How does an artist make art that is relevant in the world today? Although art is never a simple process, the answer to this question has become pretty simple.  I make relevant art by using art as a means to talk about relevant social issues in the world. All due respect must be given to the hand that can craft a beautifully rendered figure, or recreate a landscape or still-life with precision and detail. However, for my art, there is a necessity and urgency for some kind of greater purpose than to just make something pretty. Truly meaningful art must come packaged with the desire to incite change and positive growth in one’s community and in the world. I want viewers to reflect upon themselves and begin to question the social constructs that have been built up around us by an unseen power structure. I make my art to create an awareness of oppressions that go unrecognized in mainstream culture, in the hopes that viewers will see, think, and ultimately, to empower themselves and to act.

Over the past two years I had become a bit obsessed with the role that patriarchy had played in my life personally, and ultimately the role I felt it played in dictating norms for women in general, particularly in the area of sexuality. In my series of lithography prints, I played with the idea of power by juxtaposing images that typify the “disempowered woman” on top of call girl ads from the back of the Village Voice. Similarly, in my series of small mixed media collages, I pulled images directly from porn magazines, pairing the pictures with provocative words pulled from mainstream magazines and ads. Just to clarify, the ideas behind my art don’t attempt to vilify porn necessarily. But rather, in our daily barrage of signs and images in popular culture, my art questions our perception of who is being empowered in a patriarchal society, and how subliminal Madonna/Whore dichotomies in mainstream media play a role in this process.
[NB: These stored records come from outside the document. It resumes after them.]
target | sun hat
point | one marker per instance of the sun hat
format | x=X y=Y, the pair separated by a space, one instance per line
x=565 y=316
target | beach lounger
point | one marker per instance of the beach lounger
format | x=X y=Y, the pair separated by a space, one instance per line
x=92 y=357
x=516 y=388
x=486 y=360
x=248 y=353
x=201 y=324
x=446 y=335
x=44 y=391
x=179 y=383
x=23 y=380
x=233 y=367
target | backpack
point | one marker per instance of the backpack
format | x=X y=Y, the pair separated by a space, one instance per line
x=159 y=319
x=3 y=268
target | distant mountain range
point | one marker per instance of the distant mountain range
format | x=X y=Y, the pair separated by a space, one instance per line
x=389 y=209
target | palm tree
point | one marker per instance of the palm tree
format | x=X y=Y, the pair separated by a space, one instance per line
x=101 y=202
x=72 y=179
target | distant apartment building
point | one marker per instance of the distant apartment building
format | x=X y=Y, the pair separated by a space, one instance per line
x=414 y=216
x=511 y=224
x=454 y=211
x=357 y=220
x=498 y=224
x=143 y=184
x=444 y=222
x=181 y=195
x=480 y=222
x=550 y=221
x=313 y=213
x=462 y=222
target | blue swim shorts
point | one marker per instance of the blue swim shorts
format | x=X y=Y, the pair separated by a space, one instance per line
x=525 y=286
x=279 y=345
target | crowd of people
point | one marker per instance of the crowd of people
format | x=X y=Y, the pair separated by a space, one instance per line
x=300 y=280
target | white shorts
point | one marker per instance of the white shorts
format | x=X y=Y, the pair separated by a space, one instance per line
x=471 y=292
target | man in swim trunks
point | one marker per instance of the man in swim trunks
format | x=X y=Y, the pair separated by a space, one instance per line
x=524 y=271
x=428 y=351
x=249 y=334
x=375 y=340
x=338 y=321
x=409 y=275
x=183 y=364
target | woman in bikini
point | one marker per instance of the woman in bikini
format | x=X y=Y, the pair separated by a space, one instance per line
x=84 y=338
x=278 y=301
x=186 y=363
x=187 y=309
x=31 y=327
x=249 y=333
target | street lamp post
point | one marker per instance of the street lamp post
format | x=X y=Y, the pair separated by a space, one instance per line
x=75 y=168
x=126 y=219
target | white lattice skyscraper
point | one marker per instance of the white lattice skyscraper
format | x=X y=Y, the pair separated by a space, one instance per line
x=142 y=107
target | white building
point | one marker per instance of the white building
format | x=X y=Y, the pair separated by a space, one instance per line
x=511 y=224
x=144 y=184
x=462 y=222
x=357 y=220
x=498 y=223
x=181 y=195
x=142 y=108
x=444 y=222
My obsession with patriarchy continues in a series of large-scale black and white self-portraits rendered in acrylic paint on canvas where I have used my body to create a character, as if from a book. My self-portraits are accompanied by my own poetry, unfinished short stories, and journal entries that delve into my own personal struggles with feminine identity and sexuality in the face of patriarchy and gender role double standards. I have continued to appropriate images from advertising and also comic books to discuss the commoditization of the female body. Visually, I tend to dismember the body, take it apart in pieces, repackage it in graphic novel style, and re-represent the body parts as objects for voyeuristic display. My art is undoubtedly inspired by Feminist and Protest Art, and is informed by the work and ideas of such artists as Barbara Kruger, Adrian Piper, Faith Ringgold, and the Guerrilla Girls to name a few.